O Belenenses era um clube participado pelos adeptos. Mesmo no que apenas ao jogo em si diz respeito era muito diferente. Até cerca de finais dos anos 70 era muito forte a relação de um jogador com o clube. Jogava-se, apesar da total profissionalização, com muito amor à camisola, por mais dificuldades financeiras que houvesse então. E havia... Se havia...
O Belenenses de hoje acompanha-o com grande apreensão. Não vê grande qualidade, nos jogadores actuais, suficiente por si só para se impôr como equipa e é impossível não verificar que o Clube está de costas viradas para os adeptos que, por uma razão ou por outra ou por muitas juntas, se foram afastando ao longo dos últimos 15 a 20 anos.
No seu entender, o Belenenses precisa de bons jogadores técnica e moralmente. Jogadores que dêm tudo em campo. Tanto quanto precisa de uma boa organização. Que hoje não tem, numa clara desadaptação à realidade actual do futebol profissional.
Não lhe é possível, por motivos profissionais, acompanhar ao vivo os jogos do Belenenses, face aos horários que são praticados. Tenta, apesar disso, sempre que possível, acompanhá-los via TV. Isto apesar da grande proximidade geográfica com o Estádio do Restelo.
A última vez que assistiu a um jogo no Restelo foi no decorrer da época de 2003/2004. Também pela TV, acompanha inclusive jogos de outras modalidades que não o Futebol, como por exemplo o Basket, que aprecia.
1983 – Belenenses vence CSKA por 3-1
Numa época em que o Belenenses atravessava, desportivamente, o seu momento mais difícil, era mesmo assim frequente a disputa de encontros internacionais.

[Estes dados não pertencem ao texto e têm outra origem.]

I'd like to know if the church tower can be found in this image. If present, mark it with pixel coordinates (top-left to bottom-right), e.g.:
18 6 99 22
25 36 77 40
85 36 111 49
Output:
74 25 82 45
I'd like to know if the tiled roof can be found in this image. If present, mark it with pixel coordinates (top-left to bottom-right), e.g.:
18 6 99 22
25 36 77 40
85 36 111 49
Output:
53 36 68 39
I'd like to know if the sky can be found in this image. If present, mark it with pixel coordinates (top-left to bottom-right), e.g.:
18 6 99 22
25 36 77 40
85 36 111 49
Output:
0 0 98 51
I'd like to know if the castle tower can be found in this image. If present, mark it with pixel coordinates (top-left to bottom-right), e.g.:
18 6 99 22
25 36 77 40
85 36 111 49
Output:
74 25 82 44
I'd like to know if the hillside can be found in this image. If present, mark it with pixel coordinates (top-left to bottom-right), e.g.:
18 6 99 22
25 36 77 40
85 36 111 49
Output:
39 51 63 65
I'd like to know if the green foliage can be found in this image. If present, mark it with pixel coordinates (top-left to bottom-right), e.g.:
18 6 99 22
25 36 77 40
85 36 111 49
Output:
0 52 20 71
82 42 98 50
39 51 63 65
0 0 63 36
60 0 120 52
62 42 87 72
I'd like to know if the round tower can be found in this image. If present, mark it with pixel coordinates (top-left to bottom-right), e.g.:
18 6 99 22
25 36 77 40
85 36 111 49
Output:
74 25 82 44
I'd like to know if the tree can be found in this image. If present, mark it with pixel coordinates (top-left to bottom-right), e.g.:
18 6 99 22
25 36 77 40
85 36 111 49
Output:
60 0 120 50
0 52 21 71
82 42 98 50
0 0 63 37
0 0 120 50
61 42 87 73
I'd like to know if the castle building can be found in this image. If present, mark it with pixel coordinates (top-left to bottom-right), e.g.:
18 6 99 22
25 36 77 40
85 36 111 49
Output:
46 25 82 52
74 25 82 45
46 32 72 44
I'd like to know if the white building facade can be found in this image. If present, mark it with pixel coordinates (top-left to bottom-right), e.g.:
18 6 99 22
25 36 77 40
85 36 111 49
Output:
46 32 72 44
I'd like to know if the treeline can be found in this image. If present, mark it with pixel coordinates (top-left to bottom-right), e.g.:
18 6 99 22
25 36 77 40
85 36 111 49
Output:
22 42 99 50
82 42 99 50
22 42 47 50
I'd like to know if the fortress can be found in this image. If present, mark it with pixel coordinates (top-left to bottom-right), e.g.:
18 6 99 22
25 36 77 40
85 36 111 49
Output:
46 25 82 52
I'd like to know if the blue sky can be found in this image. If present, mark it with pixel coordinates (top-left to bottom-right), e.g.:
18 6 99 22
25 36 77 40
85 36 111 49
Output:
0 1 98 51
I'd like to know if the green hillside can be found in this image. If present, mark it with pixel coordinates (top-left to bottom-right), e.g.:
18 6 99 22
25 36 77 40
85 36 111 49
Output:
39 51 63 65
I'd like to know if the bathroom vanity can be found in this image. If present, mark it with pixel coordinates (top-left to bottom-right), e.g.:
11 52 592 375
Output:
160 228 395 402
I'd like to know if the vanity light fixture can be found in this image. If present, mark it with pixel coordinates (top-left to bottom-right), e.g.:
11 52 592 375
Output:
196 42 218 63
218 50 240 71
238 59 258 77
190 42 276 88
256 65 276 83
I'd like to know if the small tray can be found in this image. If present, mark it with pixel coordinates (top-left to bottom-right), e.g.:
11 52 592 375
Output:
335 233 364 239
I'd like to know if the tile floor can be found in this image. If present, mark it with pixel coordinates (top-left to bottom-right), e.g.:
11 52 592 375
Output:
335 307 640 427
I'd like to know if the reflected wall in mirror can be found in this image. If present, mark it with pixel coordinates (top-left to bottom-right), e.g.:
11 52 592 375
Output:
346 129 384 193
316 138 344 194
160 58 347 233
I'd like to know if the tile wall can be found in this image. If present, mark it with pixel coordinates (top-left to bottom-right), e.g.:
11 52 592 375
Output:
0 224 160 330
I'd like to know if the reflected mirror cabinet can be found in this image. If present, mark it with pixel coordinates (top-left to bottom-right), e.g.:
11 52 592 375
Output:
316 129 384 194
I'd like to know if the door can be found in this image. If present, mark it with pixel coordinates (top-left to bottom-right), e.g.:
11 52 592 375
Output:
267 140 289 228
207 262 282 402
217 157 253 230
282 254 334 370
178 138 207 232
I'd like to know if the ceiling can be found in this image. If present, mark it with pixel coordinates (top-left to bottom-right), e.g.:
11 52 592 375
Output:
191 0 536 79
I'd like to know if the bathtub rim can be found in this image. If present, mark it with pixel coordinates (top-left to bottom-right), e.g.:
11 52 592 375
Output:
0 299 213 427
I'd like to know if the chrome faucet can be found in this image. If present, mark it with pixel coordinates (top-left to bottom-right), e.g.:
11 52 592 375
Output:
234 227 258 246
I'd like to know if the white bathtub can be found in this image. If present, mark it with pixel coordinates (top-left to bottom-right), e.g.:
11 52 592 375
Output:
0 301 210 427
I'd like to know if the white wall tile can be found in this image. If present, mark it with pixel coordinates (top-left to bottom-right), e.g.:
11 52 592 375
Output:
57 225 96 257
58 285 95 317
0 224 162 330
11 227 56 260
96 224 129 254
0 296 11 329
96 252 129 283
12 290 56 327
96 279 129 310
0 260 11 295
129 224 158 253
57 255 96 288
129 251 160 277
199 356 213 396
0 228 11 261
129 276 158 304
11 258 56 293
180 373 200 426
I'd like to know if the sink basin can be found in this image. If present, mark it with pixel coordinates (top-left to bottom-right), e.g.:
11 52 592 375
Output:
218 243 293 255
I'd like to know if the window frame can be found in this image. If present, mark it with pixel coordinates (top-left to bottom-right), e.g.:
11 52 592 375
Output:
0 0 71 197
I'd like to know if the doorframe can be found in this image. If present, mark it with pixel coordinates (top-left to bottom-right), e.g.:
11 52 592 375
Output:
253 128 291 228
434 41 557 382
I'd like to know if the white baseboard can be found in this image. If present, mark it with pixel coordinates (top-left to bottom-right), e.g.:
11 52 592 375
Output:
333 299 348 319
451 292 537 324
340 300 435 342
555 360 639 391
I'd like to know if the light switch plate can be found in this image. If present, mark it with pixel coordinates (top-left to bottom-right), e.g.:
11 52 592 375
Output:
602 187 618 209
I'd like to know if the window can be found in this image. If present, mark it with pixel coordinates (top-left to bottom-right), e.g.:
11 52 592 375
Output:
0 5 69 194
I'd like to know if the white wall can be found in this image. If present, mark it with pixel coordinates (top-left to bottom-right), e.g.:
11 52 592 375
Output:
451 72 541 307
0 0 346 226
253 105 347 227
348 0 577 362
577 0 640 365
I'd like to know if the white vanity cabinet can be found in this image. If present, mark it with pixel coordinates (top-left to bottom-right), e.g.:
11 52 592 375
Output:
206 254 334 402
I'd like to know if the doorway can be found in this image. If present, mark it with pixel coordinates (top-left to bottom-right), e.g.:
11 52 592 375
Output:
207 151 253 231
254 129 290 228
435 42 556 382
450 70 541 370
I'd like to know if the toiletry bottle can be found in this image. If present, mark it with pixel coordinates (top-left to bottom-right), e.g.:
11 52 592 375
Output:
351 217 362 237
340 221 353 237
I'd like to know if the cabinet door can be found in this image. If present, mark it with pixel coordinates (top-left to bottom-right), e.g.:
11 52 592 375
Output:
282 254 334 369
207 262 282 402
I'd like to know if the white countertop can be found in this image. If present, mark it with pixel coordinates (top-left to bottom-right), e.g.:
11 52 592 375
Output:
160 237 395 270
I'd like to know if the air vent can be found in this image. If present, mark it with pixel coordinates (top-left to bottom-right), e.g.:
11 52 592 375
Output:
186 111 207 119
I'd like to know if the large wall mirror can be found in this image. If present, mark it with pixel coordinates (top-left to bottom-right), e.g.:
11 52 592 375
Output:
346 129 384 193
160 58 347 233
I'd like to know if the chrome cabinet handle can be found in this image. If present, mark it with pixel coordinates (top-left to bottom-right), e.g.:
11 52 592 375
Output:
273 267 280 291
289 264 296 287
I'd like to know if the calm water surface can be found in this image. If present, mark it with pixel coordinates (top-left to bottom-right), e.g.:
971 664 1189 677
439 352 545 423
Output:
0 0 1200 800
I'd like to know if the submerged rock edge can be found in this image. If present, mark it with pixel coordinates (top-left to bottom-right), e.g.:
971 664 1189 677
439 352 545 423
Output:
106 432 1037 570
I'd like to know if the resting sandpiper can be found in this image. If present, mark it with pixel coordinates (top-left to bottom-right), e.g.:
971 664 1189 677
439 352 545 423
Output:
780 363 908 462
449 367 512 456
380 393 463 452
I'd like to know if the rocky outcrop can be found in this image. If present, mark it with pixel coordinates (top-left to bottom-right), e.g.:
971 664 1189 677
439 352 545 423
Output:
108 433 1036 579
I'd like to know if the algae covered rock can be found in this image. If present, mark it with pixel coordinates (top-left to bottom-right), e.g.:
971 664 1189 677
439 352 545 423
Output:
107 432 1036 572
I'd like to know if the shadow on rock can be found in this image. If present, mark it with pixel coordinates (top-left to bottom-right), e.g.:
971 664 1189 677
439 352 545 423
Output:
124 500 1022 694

Tanto em digressões ao estrangeiro como no Restelo frente a outras equipas do futebol europeu e mundial que, aproveitavam também as paragens dos seus campeonatos para não perder a forma e ganhar experiência internacional.
Assim recebeu o Belenenses, no Restelo, a conceituada equipa búlgara do CSKA de Sofia.
Recebeu e venceu de forma concludente.
Alinharam pelo Belenenses:
Figueiredo; Sambinha (capitão), Pereirinha, Hélder e Caíca: Ruben, Isima, Simões e Jorge; Bule e Avelar.
Substituições:
Entrou José Pedro para o lugar de Ruben, no início da segunda parte, e Edmilson para o lugar de Avelar, aos 70 minutos.
Ao intervalo o Belenenses vencia já por 2-0.
Golos:
Ruben (34’), Bule (41’), Sambinha (63’ p.b.) e Edmilson (72’).